After the new year arrived, his behavior became odder. He became convinced aliens had taken over his town. He threatened his brother with a baseball bat.

Then, on June 21, 2001, the 17-year-old exploded. He shot to death Officer Jeff Moritz in Flagstaff, Ariz., after the 30-year-old policeman pulled Clark over for blasting rap music at 5 a.m.

Clark’s lawyers don’t dispute that he killed Moritz but they say as a diagnosed schizophrenic he should be receiving treatment at a state mental hospital rather than serving a 25-years-to-life prison sentence.

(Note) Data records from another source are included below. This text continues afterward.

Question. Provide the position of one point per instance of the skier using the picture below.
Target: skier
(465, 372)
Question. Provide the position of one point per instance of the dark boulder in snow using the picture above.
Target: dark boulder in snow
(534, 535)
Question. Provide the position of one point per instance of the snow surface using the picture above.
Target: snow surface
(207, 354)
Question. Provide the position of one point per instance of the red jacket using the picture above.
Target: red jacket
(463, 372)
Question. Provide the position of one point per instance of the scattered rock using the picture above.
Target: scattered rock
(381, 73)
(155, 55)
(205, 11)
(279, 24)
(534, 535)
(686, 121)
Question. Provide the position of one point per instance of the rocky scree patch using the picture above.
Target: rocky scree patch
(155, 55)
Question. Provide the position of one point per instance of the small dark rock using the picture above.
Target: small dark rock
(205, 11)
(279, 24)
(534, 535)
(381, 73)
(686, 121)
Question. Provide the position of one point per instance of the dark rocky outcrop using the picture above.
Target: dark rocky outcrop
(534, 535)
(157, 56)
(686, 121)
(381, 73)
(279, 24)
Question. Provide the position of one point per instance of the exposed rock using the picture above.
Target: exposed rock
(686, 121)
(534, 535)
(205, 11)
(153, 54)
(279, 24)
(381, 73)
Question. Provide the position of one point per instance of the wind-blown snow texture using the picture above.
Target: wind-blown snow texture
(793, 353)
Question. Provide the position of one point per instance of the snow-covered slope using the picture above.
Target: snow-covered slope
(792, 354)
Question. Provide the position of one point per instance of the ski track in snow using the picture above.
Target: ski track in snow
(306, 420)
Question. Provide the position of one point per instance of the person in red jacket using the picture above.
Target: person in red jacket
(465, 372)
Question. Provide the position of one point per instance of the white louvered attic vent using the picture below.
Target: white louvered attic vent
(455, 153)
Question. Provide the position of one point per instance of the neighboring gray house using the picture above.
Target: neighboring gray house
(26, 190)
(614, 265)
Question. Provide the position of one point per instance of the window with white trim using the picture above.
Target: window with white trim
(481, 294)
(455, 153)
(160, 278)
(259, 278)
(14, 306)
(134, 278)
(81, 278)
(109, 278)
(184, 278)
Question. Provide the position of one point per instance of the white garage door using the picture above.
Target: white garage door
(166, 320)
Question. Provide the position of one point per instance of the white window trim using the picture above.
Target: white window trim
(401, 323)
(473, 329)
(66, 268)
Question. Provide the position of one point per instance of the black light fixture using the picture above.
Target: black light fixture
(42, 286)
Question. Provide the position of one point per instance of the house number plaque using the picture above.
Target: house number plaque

The Supreme Court said Monday it will review Clark’s case, jumping into an issue it avoided for nearly two decades under the late Chief Justice William H. Rehnquist.

Clark’s lawyer in the appeal, David Goldberg, said in a filing that Arizona lawmakers made their law too restrictive. It allows a defendant to be found “guilty except insane” and held for mental health treatment, but it restricts what evidence can be used to prove insanity.

It’s the first time the court has dealt with a direct constitutional challenge to insanity defense laws since lawmakers around the country imposed new restrictions following John Hinckley’s acquittal by reason of insanity in the March 1981 shooting of President Reagan, said Richard Bonnie, a University of Virginia professor who specializes in psychiatry and the law.

“It comes as a surprise,” Bonnie said.

Most, but not all, states allow insanity defenses. In 1994, the Supreme Court let stand Montana’s abolition of insanity as a defense for criminal defendants. But then three years ago justices refused to review a Nevada Supreme Court decision that defendants have a right to use insanity defenses.

While it is not known how new Chief Justice John Roberts will approach the case, Rehnquist had been skeptical of insanity defenses.

In a case 20 years ago the court ruled 8-1 that poor accused criminals have a constitutional right to a psychiatrist if sanity is a key issue in their case. Rehnquist filed the lone dissent to that 1985 decision, writing: “It is highly doubtful that due process requires a state to make available an insanity defense to a criminal defendant, but in any event if such a defense is afforded the burden of proving insanity can be placed on the defendant.”

Arizona assistant attorney general Michael O’Toole told justices in the latest case that “even if the states are required to provide an insanity defense to criminal defendants, this court’s prior decisions make clear that no one particular test is required.”

The Arizona Supreme Court had refused to review the case, and a state appeals court ruled that Clark had no specific evidence to show that he was not capable of knowing he was killing a police officer.

The case is Clark v. Arizona, 05-5966.